We investigate the methodology to evaluate and compare the quality of clustering algorithms. We study the issues raised in evaluation, such as data generation and choice of evaluation metrics. We give head-to-head comparison of six important clustering algorithms from different research communities.

We generate data using an extended mixture of Gaussian model that controls data characteristics such as shape, volume and size of a class. The added control facilitates more thorough exploration into the parameter space of the generative model and therefore makes the algorithmic evaluation more comprehensive.

We summarize datasets by their data characteristics. Previous comparison conclusions based on specific datasets are hard to be applied to other datasets. In contrast, conclusions based on data characteristics can be easily generalized. Therefore, we can predict the performance of an algorithm. The prediction is a significant step forward for comparison studies.

We compare three evaluation indices from different research fields. We recommend the f-score measurement if a single evaluation index is used. However, it is more desirable to apply multiple indices and vote among them to determine the ranking of algorithms.

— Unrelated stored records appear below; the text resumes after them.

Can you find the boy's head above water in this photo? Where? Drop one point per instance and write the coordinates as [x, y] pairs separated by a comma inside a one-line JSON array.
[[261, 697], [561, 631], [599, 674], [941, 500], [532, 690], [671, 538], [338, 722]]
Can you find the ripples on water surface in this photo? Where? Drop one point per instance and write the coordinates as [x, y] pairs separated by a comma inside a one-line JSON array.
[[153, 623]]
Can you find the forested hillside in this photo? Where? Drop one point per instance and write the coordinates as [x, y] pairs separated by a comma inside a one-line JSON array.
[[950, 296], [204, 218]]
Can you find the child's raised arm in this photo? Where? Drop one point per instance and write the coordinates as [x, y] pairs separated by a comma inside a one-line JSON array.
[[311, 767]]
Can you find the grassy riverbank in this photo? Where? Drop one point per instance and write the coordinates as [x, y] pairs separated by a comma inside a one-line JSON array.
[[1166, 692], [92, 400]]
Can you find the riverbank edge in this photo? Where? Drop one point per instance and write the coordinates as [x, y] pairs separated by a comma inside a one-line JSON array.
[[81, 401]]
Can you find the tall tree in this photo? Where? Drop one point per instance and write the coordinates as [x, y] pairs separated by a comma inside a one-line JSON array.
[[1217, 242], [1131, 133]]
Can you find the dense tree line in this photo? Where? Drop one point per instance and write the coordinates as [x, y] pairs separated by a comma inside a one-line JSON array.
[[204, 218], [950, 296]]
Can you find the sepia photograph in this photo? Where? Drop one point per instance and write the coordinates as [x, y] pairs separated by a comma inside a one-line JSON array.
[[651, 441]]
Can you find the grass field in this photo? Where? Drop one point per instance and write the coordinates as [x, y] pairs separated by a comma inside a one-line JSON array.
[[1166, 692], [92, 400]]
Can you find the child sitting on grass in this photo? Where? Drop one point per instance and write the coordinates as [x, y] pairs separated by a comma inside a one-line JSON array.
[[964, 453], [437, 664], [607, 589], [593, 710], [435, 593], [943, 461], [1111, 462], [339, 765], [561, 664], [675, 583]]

We isolate the objective function (sum-of-squares) and the optimization approach (greedy) used in the popular k-means algorithm. We investigate the effectiveness and efficiency in the four algorithms resulting from substituting another objective function (min-max cut) and another optimization approach (Kernighan-Lin). We illustrate by a quantitative study that contrary to conventional wisdom, k-means is not only fast but also produces quality clusters. It achieves 95% of the best quality among the candidate algorithms running in time an order of magnitude faster.

We present detailed studies of the algorithmic behavior in response to data characteristics. We give an alternative definition of cluster separation and show that the new definition measures the degree of cluster difficulty for spherical and ellipsoidal clusters more consistently.

We develop and systematically evaluate a practical version of a spectral clustering algorithm originally specified for provable guarantees of correctness. We observe that the modified algorithm can find perfect solutions when the clusters are well separated, where iterative algorithms such as k-means tend to miss the perfect solution.